In support of ground one, Mr. Titiulu argued that there was in fact in the Local Court evidence to show that the appellants' ancestors were on the land in question before the arrival of the respondents' ancestors. I have seen the records of the Local Court and CLAC and plainly the appellants' argument cannot be supported.


As far as this Court is able to ascertain, what George Hou and John Palmer had said in Local Court were mere assertion supporting their claim of first discoverers of the land. Whereas the plaintiffs in Local Court (now respondents) clearly traced the ancestors of appellants particularly that of Wilson Paulo as originating from the East, that is, Makira and came to settle first at Haunangaile and then to Daha. This piece of evidence was vital to the claim of original discoverer relied on by the appellants. Yet there was no rebuttal to that vital evidence.


Both the Local Court and CLAC considered this point and very properly concluded as they did. This Court cannot see any justification for disturbing the conclusion reached by the Courts below on this point. This ground must fail.
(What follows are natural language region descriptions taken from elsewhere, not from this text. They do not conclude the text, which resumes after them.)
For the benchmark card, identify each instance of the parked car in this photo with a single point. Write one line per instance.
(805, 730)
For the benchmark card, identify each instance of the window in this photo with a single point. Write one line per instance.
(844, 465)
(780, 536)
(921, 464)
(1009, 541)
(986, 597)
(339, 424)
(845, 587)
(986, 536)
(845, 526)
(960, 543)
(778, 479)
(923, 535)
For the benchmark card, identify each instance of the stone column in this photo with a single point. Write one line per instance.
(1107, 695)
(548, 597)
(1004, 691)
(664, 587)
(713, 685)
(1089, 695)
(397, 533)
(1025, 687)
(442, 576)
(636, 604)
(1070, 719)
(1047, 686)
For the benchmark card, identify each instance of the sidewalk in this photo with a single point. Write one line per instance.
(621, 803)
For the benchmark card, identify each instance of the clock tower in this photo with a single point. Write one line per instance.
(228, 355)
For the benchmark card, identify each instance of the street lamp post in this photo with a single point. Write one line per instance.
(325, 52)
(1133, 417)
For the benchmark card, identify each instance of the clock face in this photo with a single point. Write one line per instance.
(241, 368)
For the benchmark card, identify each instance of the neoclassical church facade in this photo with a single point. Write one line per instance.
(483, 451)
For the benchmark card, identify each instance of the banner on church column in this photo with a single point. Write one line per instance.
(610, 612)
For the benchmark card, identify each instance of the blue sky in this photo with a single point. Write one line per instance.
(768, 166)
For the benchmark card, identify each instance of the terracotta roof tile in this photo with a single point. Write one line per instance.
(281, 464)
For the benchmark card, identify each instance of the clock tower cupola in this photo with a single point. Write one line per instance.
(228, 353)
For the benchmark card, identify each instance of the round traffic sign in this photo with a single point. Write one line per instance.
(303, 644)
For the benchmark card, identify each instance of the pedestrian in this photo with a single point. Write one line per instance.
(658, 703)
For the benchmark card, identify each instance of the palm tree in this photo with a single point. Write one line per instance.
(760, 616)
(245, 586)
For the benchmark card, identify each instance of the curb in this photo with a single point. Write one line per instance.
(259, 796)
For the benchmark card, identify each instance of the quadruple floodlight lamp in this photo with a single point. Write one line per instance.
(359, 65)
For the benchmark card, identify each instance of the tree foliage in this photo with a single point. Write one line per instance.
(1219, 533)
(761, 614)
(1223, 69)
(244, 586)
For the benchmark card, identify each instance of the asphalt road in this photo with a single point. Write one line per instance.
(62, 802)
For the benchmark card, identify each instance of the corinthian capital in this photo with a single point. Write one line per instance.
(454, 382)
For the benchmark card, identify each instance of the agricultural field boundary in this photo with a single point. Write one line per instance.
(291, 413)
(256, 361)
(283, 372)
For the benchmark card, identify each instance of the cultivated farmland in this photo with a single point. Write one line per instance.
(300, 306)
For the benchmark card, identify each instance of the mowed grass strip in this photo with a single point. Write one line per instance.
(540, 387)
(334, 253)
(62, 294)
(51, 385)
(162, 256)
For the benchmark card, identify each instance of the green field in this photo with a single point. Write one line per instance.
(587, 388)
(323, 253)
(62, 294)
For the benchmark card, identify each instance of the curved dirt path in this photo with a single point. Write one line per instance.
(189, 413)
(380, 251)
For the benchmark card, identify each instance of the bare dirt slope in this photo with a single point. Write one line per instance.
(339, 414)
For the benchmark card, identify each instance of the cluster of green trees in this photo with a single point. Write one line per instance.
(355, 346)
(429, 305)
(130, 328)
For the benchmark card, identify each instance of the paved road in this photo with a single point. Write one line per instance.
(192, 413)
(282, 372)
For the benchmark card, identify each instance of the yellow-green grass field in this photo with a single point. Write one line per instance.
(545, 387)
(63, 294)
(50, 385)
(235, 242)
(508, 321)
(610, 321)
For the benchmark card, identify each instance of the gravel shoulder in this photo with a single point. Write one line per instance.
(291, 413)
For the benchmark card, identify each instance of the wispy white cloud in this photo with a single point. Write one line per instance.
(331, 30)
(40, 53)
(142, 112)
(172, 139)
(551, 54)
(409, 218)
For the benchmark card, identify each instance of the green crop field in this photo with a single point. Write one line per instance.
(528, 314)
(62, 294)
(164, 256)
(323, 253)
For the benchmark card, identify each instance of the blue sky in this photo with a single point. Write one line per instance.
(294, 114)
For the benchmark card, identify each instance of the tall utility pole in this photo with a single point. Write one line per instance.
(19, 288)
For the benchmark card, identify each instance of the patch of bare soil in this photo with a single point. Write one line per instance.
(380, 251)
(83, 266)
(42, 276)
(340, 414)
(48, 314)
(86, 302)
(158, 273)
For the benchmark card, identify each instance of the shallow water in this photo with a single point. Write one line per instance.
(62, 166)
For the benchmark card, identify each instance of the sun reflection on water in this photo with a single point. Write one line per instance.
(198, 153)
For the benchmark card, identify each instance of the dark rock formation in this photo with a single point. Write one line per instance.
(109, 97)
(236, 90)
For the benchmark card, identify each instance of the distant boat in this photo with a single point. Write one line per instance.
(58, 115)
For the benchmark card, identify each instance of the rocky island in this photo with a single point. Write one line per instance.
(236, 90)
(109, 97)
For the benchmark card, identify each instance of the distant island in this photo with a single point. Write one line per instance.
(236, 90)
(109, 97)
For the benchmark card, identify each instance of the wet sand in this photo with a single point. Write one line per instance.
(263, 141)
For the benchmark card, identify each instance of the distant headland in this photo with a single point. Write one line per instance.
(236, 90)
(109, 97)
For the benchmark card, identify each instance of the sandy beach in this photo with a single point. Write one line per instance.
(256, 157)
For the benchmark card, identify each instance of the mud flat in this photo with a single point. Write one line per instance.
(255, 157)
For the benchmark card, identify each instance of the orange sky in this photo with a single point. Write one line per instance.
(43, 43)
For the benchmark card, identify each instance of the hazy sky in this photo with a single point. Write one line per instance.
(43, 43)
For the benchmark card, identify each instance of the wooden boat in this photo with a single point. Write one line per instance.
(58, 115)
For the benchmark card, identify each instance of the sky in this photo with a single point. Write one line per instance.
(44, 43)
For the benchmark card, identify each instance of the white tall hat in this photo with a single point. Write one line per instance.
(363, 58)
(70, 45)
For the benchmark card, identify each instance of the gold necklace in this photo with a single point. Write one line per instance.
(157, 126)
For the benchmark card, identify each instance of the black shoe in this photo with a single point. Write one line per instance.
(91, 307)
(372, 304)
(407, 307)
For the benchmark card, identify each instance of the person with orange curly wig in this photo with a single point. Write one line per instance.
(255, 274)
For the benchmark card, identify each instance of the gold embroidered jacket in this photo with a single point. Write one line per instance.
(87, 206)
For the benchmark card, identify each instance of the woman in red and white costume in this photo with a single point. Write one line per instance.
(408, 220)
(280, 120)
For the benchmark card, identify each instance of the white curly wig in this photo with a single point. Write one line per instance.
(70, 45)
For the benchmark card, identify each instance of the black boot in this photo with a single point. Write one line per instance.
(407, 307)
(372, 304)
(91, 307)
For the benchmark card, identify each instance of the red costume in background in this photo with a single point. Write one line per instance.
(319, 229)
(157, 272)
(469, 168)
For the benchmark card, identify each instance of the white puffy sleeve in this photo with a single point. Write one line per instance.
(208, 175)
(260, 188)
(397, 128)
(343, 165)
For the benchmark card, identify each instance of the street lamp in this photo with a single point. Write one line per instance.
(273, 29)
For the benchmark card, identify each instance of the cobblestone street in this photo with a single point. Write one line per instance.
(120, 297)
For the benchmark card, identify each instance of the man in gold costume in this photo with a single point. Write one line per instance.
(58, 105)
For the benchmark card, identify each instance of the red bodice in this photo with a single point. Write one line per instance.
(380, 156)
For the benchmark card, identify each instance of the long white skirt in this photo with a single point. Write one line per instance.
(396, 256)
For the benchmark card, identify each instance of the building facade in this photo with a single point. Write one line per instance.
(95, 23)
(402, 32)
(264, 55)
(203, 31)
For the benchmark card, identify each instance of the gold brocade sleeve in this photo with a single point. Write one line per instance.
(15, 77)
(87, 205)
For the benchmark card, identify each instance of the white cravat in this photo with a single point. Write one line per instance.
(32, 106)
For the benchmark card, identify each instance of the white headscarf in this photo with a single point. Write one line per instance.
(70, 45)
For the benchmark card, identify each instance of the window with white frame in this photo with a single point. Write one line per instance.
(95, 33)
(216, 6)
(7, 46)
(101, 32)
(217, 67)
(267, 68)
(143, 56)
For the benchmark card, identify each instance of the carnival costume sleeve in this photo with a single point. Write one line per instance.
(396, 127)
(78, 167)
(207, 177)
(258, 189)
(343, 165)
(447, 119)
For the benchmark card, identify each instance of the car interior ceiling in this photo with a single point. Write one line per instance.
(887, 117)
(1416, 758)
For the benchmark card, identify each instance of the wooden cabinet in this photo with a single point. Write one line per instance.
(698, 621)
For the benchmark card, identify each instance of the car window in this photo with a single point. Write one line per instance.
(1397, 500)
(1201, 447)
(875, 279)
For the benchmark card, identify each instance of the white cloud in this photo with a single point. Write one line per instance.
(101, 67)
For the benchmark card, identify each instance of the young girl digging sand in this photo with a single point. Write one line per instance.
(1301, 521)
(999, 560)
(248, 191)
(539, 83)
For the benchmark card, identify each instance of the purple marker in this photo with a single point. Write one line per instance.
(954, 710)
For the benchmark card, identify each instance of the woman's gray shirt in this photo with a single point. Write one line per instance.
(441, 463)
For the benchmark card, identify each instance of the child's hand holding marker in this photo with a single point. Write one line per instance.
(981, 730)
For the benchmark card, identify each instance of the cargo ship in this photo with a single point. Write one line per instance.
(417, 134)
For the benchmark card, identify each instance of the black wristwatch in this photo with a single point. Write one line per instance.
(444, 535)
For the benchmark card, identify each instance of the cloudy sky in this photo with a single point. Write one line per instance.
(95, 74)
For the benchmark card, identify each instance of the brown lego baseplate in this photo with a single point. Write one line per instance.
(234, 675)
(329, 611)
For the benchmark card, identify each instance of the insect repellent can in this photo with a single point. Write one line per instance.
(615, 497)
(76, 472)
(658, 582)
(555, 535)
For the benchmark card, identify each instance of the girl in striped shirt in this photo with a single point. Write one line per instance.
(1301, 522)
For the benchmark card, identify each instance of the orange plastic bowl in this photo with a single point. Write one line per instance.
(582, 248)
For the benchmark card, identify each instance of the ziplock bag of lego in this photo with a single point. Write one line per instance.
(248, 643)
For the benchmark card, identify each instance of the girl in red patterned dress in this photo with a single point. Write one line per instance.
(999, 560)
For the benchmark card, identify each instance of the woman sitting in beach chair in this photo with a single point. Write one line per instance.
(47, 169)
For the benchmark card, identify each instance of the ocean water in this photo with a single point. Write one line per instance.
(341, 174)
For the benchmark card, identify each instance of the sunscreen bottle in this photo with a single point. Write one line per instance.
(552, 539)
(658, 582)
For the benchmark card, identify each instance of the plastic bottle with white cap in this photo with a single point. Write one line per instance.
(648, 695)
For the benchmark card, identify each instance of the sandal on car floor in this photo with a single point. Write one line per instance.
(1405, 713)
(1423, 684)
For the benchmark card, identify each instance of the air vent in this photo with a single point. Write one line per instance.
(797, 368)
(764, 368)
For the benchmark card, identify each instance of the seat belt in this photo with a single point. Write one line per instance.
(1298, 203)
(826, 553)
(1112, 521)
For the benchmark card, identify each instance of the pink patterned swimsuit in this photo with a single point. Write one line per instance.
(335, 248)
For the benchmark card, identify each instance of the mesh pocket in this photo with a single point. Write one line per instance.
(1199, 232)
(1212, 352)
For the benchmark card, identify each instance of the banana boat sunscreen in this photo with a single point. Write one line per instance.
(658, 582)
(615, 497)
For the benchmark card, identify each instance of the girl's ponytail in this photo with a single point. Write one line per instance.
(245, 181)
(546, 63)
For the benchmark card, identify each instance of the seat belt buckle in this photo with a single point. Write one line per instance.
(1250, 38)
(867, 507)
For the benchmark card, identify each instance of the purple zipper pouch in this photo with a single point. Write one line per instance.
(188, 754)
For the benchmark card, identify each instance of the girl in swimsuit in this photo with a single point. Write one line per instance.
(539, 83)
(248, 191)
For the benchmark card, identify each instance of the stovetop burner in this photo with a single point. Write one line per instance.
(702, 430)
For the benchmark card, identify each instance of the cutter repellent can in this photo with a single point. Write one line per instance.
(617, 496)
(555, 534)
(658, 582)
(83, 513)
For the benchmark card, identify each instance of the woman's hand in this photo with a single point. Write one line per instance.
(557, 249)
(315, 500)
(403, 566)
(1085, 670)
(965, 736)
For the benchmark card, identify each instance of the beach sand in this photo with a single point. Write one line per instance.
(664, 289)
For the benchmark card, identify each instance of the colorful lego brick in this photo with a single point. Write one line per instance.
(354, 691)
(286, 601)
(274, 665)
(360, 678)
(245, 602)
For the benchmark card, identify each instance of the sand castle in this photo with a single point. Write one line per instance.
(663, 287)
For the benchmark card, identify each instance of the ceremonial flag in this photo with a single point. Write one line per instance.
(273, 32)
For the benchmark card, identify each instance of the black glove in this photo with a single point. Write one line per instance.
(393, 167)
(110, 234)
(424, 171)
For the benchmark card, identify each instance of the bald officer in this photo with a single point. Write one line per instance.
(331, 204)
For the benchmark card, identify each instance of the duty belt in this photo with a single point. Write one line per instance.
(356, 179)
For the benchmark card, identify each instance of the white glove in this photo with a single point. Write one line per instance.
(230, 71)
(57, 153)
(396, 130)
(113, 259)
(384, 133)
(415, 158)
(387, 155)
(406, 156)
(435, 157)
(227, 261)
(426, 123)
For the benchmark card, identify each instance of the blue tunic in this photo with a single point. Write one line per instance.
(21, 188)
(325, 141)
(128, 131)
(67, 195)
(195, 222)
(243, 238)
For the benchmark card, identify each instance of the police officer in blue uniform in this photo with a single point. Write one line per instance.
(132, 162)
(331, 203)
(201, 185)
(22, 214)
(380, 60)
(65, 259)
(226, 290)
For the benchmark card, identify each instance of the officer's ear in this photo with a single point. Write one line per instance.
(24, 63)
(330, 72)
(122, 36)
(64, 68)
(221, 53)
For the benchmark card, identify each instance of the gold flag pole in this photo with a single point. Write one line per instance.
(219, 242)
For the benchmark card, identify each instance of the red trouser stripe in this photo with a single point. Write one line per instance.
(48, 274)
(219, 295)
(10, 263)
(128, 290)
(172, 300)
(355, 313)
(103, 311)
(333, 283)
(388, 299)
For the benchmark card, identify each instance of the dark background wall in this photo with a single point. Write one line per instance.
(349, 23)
As to ground two (2), I do not think that anything needs to be said on that. It is a ground which is clearly devoid of merit and counsel ought to know better to properly advise litigants on such issue so as not to put them to expenses in pursuing unnecessary issues before this Court. Just because one case has been filed in Court first and another later, is no reason to say that the one filed first should be heard first.


As I have said ground two is without merit and must be dismissed.


Ground three (3) is neither a question of law nor that of a procedural error. The courts below had accepted on the evidence before them the tambu places belonging to the respondents and did not accept that the appellants had shown that they had any in the disputed area. That was a decision which they were entitled to make and this court is not in a position to disturb that unless it is shown that no reasonable tribunal in their position would have reached such a conclusion on the evidence before them. That has not been shown in this case.


Ground three must also fail.


The appeal is therefore dismissed with costs to be taxed if not agreed.